Likewise during the stagflationary years of the 70s, from 1966 the DJIA went into a rollercoaster ride and ended nowhere before climbing out of its protracted consolidation over 17 years.
Now very few would even contemplate that we're about to head in a similar direction as these...but this is not because it is not deemed possible, it is more because we choose to ignore the fact that markets that have been overextended as we have now have the capacity to mean revert in a significant way and consolidate over a long period of time. You just wont see it until 15-20 years later and you sigh that your invested super never seem to get anywhere. It is all here to see in history but we prefer to see things more positively (never fear the bear as my newsletter says lol...sure, its not their money! and they're selling continued hope premised on the view that it would always get better). And many would draw parallels with how wars in the past come and go and markets continue to edge higher...although the circumstance we're in , they did not tell, are substantially different than it was e.g we are 5 std deviations higher in overvaluation, highest margin debt position, high inflationary environment going into a tightening monetary policy mode with higher inflation and all those nasty derivatives that is waiting to implode big time.

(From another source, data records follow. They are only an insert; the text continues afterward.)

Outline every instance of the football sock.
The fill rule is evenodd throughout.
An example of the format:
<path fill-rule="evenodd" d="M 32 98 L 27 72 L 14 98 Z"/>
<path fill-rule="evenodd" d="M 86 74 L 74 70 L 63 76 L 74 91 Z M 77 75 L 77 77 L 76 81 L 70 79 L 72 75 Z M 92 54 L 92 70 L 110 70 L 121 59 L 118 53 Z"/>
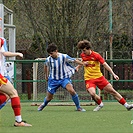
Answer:
<path fill-rule="evenodd" d="M 0 105 L 0 109 L 2 109 L 5 105 L 6 105 L 6 102 L 2 103 L 2 104 Z"/>
<path fill-rule="evenodd" d="M 124 98 L 121 98 L 120 101 L 119 101 L 119 103 L 122 104 L 122 105 L 125 105 L 126 100 Z"/>
<path fill-rule="evenodd" d="M 80 108 L 78 94 L 73 95 L 72 100 L 75 103 L 77 109 Z"/>
<path fill-rule="evenodd" d="M 6 95 L 4 95 L 3 93 L 0 93 L 0 105 L 5 103 L 7 100 Z"/>
<path fill-rule="evenodd" d="M 102 103 L 102 100 L 101 100 L 101 99 L 98 99 L 98 100 L 96 101 L 96 103 L 97 103 L 98 105 L 100 105 L 100 104 Z"/>

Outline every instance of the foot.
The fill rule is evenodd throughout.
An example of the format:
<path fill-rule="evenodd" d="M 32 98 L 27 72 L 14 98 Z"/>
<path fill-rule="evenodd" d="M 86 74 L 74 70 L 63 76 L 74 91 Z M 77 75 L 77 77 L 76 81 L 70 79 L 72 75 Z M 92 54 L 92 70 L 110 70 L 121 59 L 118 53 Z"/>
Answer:
<path fill-rule="evenodd" d="M 133 108 L 133 104 L 129 105 L 129 106 L 127 107 L 127 110 L 130 111 L 132 108 Z"/>
<path fill-rule="evenodd" d="M 78 108 L 77 111 L 85 112 L 86 110 L 83 108 Z"/>
<path fill-rule="evenodd" d="M 98 105 L 93 111 L 99 111 L 101 108 L 103 108 L 103 106 Z"/>
<path fill-rule="evenodd" d="M 38 110 L 38 111 L 42 111 L 42 110 L 44 109 L 44 107 L 45 107 L 45 106 L 44 106 L 44 103 L 42 103 L 42 104 L 38 107 L 37 110 Z"/>
<path fill-rule="evenodd" d="M 6 102 L 2 103 L 2 104 L 0 105 L 0 109 L 2 109 L 5 105 L 6 105 Z"/>
<path fill-rule="evenodd" d="M 31 124 L 26 123 L 25 121 L 21 121 L 21 122 L 15 122 L 14 124 L 15 127 L 31 127 Z"/>

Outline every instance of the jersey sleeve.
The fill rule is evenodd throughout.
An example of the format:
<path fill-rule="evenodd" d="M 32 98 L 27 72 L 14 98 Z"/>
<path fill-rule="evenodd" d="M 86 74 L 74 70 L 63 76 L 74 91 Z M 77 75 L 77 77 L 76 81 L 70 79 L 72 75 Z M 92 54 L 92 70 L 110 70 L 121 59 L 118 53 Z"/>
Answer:
<path fill-rule="evenodd" d="M 67 62 L 74 62 L 76 60 L 76 58 L 72 58 L 69 55 L 66 55 L 66 61 Z"/>

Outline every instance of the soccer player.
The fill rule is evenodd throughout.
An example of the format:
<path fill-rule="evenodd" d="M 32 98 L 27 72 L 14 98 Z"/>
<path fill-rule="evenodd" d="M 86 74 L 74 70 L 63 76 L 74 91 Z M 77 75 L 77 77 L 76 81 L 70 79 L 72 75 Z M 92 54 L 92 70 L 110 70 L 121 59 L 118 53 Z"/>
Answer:
<path fill-rule="evenodd" d="M 38 107 L 38 111 L 42 111 L 47 106 L 60 86 L 71 94 L 77 111 L 86 111 L 80 107 L 78 94 L 72 86 L 70 78 L 76 69 L 69 62 L 75 62 L 80 65 L 84 65 L 84 63 L 71 58 L 67 54 L 59 53 L 54 43 L 48 45 L 47 52 L 49 57 L 46 58 L 44 64 L 45 79 L 48 81 L 47 96 L 44 98 L 44 102 Z"/>
<path fill-rule="evenodd" d="M 112 87 L 107 79 L 103 76 L 100 70 L 100 64 L 107 69 L 116 80 L 119 80 L 119 77 L 113 72 L 111 67 L 105 62 L 102 56 L 92 50 L 92 44 L 88 40 L 79 41 L 77 44 L 78 49 L 82 50 L 81 58 L 83 62 L 86 62 L 84 66 L 84 79 L 86 84 L 86 90 L 92 96 L 93 100 L 98 104 L 98 106 L 93 111 L 99 111 L 104 105 L 103 102 L 96 94 L 96 86 L 100 90 L 105 90 L 115 97 L 115 99 L 127 110 L 133 108 L 133 104 L 129 105 L 126 100 Z M 77 70 L 81 66 L 77 66 Z"/>
<path fill-rule="evenodd" d="M 11 81 L 10 76 L 7 74 L 6 63 L 5 63 L 6 57 L 19 56 L 19 57 L 22 58 L 23 57 L 23 54 L 22 53 L 19 53 L 19 52 L 15 52 L 15 53 L 9 52 L 8 49 L 7 49 L 6 39 L 3 38 L 3 37 L 0 37 L 0 39 L 2 39 L 2 42 L 3 42 L 2 50 L 3 50 L 3 55 L 4 55 L 2 57 L 3 58 L 2 59 L 3 62 L 2 62 L 2 65 L 1 65 L 1 74 L 5 78 L 7 78 L 9 81 Z M 0 92 L 0 95 L 1 95 L 1 97 L 3 97 L 2 101 L 0 102 L 0 109 L 2 109 L 6 105 L 7 101 L 9 100 L 9 96 L 6 95 L 6 94 L 4 94 L 4 93 L 2 93 L 2 92 Z"/>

So thats Buy and Hold Beware and Understand Where We're At Now, I dare say we have every chance to seeing something like this going forwards. So where you do not want to be is at the top end of the chart, spiraling downwards with the chart and staying the course being hopeful that the longer you wait, you would get your money back. I would prefer not to be in, sacrifice any short term gains (if you are smart enough) and wait for carnage at the bottom and then riding upwards. As long as you are involved, you wont have the ammo to be in when carnage comes.
I spend a lot of time to warn everyone ahead of time since last Nov/Dec and continued doing so....hope it makes a difference.
Stay Safe.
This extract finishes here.